Storm Sanba forecast to leave Vietnam in peace for Tet

By Xuan Hoa   February 12, 2018 | 01:38 pm GMT+7
Storm Sanba forecast to leave Vietnam in peace for Tet
Tropical storm Sanba is forecast to strike the Philippines on Tuesday morning. Photo by the US Navy and Air Force Joint Typhoon Warning Center via Reuters

There is little chance of the storm growing stronger due to a cold front that has just moved in.

Storm Sanba, the second storm expected to enter Vietnam’s waters so far this year, is unlikely to cause significant damage thanks to a cold front that has moved in which is forecast to take the wind out of its sails, meteorologists said.

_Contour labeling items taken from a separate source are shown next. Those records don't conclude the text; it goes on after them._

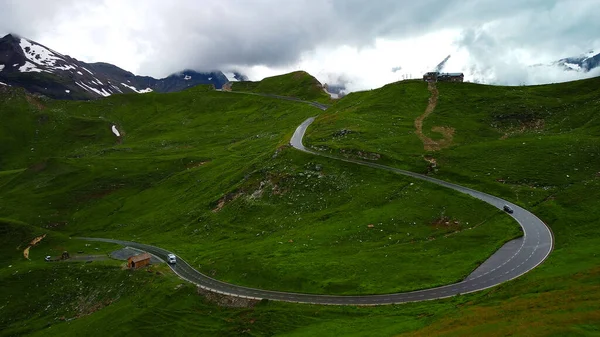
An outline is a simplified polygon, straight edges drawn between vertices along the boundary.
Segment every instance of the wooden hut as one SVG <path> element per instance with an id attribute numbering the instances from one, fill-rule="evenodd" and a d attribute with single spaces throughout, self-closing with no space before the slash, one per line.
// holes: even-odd
<path id="1" fill-rule="evenodd" d="M 138 269 L 145 267 L 150 264 L 150 257 L 151 255 L 148 253 L 131 256 L 127 259 L 127 268 Z"/>

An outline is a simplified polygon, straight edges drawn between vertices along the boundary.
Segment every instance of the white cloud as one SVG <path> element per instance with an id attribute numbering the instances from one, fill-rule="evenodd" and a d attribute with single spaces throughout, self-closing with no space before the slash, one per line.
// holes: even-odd
<path id="1" fill-rule="evenodd" d="M 488 83 L 577 78 L 529 67 L 600 46 L 600 0 L 0 0 L 0 32 L 78 59 L 166 76 L 303 69 L 369 89 L 447 71 Z M 401 67 L 397 72 L 391 69 Z"/>

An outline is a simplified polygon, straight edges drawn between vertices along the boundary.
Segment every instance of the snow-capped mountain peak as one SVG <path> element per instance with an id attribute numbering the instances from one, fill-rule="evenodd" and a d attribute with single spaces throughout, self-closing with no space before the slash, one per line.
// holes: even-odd
<path id="1" fill-rule="evenodd" d="M 180 91 L 198 84 L 221 88 L 228 79 L 220 71 L 193 70 L 163 79 L 136 76 L 112 64 L 85 63 L 9 34 L 0 39 L 0 81 L 53 98 L 89 99 L 121 93 Z"/>

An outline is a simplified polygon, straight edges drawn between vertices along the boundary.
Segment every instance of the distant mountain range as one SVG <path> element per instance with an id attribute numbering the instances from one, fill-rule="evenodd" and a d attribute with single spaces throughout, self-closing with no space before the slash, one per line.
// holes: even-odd
<path id="1" fill-rule="evenodd" d="M 600 67 L 600 50 L 590 50 L 584 55 L 564 58 L 554 64 L 565 70 L 588 72 Z"/>
<path id="2" fill-rule="evenodd" d="M 137 76 L 115 65 L 86 63 L 35 41 L 8 34 L 0 39 L 0 85 L 20 86 L 57 99 L 91 99 L 120 93 L 174 92 L 198 84 L 220 89 L 240 73 L 183 70 L 166 78 Z"/>

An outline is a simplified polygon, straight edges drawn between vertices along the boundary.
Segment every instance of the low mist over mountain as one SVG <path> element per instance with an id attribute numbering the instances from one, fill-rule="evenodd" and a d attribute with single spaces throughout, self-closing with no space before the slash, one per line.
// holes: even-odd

At 7 a.m. on Monday, the eye of Sanba was lying 650 kilometers (403 miles) east of the Philippines' southern coast, with maximum wind speeds of 75 kilometers per hour, according to the National Center for Hydro-Meteorological Forecasting.

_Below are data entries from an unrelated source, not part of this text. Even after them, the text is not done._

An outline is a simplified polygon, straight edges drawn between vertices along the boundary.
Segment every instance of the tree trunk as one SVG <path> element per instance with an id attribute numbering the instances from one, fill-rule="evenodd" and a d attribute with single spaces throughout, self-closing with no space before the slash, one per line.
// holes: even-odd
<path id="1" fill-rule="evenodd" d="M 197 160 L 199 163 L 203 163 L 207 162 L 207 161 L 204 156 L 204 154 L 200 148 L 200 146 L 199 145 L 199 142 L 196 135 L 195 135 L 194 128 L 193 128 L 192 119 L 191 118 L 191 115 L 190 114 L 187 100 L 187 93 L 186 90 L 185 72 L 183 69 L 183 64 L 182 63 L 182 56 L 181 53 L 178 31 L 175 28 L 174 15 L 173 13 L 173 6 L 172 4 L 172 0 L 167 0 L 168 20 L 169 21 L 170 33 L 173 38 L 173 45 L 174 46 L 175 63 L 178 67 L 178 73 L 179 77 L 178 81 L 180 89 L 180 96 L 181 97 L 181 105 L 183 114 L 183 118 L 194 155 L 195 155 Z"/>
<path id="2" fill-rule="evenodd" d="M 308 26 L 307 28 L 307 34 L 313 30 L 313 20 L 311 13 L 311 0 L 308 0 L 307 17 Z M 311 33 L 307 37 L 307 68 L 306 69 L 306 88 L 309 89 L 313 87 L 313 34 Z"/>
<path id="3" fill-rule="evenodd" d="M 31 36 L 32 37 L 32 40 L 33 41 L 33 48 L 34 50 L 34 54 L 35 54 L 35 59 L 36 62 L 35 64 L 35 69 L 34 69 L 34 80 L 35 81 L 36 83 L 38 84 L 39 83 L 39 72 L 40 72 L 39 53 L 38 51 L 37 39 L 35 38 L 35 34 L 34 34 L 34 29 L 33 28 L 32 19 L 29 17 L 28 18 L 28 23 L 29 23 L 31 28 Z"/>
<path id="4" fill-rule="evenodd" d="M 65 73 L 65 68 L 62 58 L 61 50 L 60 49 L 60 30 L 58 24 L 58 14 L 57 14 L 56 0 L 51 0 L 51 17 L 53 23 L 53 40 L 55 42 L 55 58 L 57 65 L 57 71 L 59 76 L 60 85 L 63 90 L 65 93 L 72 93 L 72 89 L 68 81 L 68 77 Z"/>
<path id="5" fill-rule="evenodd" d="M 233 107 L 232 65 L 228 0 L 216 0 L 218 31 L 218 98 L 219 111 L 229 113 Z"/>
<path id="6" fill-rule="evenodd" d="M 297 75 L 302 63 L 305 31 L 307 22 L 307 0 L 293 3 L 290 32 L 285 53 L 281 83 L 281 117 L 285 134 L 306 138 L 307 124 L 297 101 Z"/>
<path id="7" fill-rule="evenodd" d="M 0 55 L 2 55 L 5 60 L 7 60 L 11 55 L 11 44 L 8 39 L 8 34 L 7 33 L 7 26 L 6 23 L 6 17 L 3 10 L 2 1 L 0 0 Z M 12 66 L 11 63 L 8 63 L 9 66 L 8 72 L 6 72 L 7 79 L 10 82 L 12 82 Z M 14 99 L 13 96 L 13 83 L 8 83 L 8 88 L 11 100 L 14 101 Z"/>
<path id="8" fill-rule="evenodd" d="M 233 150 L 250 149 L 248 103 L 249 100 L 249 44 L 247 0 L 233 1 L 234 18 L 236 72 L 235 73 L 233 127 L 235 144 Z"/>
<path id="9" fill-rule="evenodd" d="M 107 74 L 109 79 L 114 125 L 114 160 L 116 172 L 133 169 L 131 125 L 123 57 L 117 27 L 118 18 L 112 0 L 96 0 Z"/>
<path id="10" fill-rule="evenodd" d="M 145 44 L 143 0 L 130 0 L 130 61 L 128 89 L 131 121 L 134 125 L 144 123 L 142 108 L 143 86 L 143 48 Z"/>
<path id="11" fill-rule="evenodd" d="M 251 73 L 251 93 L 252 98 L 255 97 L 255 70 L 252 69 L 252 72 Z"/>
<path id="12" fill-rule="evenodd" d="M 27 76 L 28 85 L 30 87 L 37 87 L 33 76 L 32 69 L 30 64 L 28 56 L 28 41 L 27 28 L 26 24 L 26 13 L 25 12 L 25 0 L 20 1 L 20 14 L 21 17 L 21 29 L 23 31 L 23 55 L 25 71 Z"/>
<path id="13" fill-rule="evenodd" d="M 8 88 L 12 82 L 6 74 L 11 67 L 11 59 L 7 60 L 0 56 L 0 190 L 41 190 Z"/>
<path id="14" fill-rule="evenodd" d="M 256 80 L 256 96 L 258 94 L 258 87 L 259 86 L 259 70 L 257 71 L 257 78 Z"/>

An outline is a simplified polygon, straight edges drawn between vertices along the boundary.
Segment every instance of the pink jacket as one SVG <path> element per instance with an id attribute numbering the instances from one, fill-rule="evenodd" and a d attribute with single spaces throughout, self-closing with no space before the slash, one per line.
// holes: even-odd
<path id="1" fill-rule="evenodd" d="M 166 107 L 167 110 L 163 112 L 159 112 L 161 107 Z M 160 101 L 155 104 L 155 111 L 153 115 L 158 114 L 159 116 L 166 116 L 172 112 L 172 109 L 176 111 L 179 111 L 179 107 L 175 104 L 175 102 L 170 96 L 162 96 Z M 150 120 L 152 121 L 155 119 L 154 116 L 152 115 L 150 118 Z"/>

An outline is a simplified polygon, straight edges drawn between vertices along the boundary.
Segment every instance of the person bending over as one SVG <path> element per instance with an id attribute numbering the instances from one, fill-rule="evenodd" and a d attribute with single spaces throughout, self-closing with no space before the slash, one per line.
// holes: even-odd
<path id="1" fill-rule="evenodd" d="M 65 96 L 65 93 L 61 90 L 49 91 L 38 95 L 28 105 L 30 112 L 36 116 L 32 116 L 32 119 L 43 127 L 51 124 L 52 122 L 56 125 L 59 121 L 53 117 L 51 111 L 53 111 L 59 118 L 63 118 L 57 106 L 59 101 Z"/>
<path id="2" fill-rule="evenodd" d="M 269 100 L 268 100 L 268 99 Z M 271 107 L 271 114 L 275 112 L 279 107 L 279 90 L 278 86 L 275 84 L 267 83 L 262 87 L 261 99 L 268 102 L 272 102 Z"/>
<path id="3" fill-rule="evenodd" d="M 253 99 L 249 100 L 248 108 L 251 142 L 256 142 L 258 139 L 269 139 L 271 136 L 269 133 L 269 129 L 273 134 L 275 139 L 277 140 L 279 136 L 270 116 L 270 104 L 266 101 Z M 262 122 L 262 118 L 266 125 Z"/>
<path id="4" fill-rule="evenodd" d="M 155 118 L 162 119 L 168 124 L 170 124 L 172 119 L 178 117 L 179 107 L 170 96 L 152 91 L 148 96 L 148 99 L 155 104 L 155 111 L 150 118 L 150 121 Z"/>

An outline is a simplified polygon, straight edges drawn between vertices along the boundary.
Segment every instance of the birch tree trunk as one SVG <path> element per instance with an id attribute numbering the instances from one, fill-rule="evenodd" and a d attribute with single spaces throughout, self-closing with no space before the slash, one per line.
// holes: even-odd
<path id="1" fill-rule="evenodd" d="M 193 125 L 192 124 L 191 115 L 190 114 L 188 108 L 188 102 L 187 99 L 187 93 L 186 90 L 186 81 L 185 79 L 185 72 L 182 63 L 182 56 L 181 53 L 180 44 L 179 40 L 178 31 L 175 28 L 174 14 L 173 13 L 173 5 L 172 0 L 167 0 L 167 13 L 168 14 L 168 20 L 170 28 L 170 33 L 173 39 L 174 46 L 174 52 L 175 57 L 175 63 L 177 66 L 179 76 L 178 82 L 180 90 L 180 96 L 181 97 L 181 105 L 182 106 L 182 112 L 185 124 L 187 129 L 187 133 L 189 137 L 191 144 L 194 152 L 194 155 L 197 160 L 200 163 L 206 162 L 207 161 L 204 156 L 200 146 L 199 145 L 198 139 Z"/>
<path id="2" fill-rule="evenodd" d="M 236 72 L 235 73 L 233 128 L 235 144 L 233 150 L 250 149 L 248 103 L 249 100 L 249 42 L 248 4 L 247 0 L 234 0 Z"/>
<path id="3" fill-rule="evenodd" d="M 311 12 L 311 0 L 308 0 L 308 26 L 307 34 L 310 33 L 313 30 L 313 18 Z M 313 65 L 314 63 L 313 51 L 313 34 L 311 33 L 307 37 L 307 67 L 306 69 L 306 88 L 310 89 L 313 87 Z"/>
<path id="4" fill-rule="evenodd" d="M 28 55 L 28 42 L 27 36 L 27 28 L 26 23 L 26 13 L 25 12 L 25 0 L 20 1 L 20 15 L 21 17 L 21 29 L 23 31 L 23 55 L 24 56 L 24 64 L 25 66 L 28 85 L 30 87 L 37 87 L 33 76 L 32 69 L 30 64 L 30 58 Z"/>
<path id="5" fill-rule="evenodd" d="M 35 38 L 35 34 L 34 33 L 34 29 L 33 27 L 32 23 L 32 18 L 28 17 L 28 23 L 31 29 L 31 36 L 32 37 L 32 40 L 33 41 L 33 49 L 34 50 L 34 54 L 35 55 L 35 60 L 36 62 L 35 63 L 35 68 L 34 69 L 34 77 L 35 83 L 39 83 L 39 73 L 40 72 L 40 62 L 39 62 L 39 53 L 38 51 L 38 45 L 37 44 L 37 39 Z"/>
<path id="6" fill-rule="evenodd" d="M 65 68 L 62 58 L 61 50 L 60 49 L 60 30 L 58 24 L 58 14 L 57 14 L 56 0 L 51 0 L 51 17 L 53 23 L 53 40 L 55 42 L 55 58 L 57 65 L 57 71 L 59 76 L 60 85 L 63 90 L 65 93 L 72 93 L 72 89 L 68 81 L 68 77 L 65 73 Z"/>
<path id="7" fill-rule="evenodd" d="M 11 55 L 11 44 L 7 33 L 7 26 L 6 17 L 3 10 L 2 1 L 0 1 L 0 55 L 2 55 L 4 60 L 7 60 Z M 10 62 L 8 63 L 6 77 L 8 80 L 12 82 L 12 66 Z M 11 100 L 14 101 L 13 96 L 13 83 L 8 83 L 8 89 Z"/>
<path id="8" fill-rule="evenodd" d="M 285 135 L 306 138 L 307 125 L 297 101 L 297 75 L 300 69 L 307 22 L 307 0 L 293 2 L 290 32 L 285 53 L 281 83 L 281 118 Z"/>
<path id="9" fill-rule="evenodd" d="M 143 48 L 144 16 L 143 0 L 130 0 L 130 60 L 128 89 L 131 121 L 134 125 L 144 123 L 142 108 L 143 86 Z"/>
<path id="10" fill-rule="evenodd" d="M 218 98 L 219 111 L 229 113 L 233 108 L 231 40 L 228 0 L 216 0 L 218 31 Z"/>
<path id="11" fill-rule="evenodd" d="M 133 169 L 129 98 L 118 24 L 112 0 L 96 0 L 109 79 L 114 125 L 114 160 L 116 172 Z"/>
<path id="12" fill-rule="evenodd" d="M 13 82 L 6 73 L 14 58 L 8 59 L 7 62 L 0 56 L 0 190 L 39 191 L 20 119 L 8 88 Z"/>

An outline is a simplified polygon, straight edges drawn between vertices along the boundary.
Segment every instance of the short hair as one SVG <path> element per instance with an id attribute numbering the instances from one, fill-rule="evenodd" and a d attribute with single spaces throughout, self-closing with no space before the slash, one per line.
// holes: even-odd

Weather forecasters said the storm will cross Palawan Island in the Philippines before weakening as it enters the East Sea, known internationally as the South China Sea, on Wednesday night, a day before Lunar New Year's Eve, which marks the start of Vietnam's biggest holiday known as Tet.

According to meteorologists, there is little chance of the storm growing stronger due to a cold front that has just moved in.

This cold front is moving down from northern Vietnam to the country’s south-central and southern regions, where the storm is forecast to be heading in the coming days.

Temperatures at sea on Wednesday are forecast to be below 26 degrees Celsius (78 degrees Fahrenheit), and the Hong Kong Observatory predicts that Sanba will weaken to a tropical depression on Tuesday before crossing the Philippines.

Vietnam's first storm of 2018, Bolaven, struck on January 3, but weakened to a tropical depression when it reached Vietnamese waters and caused no damage following a series of natural disasters last year.

Vietnam was hit by 16 tropical storms in 2017. The storms and numerous floods left 389 people dead or missing and injured 668 others, mostly in northern and central regions. The disasters caused damage worth around VND60 trillion ($2.64 billion), 1.5 times more than the previous year, according to the General Statistics Office.